United Artists in the Pre-Code Hollywood Era

United ArtistsUnited Artists: The Fierce Independent

The story of the founding of United Artists is one of the more interesting footnotes in Hollywood history. Silent film luminaries Charlie Chaplin, D.W. Griffith, Mary Pickford and Douglas Fairbanks decided to start UA in 1919 in hopes of better controlling their own careers. United Artists was mainly a distributor, but struggled to find output as its founders either saw their popularity decline or struggled to create enough movies to satiate demand.

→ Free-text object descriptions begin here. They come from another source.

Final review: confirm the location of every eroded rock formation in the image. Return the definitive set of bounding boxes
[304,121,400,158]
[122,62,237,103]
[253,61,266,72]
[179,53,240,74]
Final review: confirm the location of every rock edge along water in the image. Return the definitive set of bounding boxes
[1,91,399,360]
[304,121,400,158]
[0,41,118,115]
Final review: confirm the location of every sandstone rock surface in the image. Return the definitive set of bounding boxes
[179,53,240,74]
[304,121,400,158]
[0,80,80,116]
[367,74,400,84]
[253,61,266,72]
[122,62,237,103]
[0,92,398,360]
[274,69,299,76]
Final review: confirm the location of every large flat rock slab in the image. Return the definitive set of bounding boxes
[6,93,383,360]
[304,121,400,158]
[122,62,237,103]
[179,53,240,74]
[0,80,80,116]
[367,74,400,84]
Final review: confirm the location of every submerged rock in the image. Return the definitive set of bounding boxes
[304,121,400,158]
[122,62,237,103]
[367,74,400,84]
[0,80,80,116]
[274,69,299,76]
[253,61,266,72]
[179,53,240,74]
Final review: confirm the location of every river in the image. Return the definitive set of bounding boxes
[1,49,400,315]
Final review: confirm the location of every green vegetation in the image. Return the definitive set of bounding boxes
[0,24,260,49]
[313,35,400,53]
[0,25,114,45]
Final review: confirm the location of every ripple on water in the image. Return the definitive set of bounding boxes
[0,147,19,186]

Griffith was the first to leave in the mid-20s. The arrival of sound in the late 1920s ended Mary Pickford and Douglas Fairbanks careers, while Chaplin, the eternal perfectionist, only turned out a movie every few years.

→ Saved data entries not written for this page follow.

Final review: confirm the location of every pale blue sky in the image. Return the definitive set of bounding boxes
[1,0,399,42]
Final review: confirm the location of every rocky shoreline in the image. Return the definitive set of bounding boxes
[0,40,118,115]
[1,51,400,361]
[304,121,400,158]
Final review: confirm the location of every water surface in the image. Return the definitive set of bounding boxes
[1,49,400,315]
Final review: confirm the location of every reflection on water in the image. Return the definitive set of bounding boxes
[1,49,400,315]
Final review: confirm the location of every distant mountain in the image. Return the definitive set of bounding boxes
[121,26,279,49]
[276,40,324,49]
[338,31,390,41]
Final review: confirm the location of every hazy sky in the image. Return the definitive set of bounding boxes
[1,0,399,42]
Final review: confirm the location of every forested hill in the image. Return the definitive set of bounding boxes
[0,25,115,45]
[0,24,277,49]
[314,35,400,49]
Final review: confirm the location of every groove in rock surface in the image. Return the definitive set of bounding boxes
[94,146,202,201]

Because of that, United Artists mostly relied on production deals with independent producers like Howard Hughes (Hell’s Angels) and Alexander Korda (The Private Life of Henry VIII). The studio also distributed the early cartoons of Walt Disney. UA was successful through these partnerships through the early 30s and distributed a wide selection of movies.

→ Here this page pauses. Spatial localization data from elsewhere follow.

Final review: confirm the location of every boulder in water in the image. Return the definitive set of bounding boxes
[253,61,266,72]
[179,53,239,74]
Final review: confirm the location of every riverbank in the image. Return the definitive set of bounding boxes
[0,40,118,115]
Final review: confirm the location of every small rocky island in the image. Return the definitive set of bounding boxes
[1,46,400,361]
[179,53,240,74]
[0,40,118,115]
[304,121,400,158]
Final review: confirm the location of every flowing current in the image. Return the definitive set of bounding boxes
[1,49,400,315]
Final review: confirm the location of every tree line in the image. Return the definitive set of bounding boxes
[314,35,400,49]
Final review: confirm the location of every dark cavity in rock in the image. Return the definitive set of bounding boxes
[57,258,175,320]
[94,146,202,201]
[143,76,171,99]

The studio remained successful, through high times and low times, through the 1960s where they were bought by TransAmerica and nearly folded in under the corporate label until the stink of Heaven’s Gate in 1980 effectively ended the prestige of the United Artists brand. They were sold to MGM and mostly folded in under the corporate aegis, its logo only occasionally popping up in front of the James Bond movies it helped launch.

United Artists’ Defining Films

  • Hell’s Angels (1930) – Howard Hughes’ mammoth flying epic introduced Jean Harlow to the world.
  • City Lights (1931) – Silent film, but Charlie Chaplin’s only film from during the pre-Code era.
  • Arrowsmith (1931) – John Ford film and Best Picture nominee.
  • Scarface (1932) – Howard Hawks’ controversial film made Paul Muni a star.
  • Emperor Jones (1933) – Rare film to feature a leading African-American actor.

Notes & Availability

  • Because UA was only a distributor, most of their films either reverted to the companies that produced them such as 20th Century Films (which is now 20th Century Fox) or Samuel Goldwyn pictures. Others are in the public domain.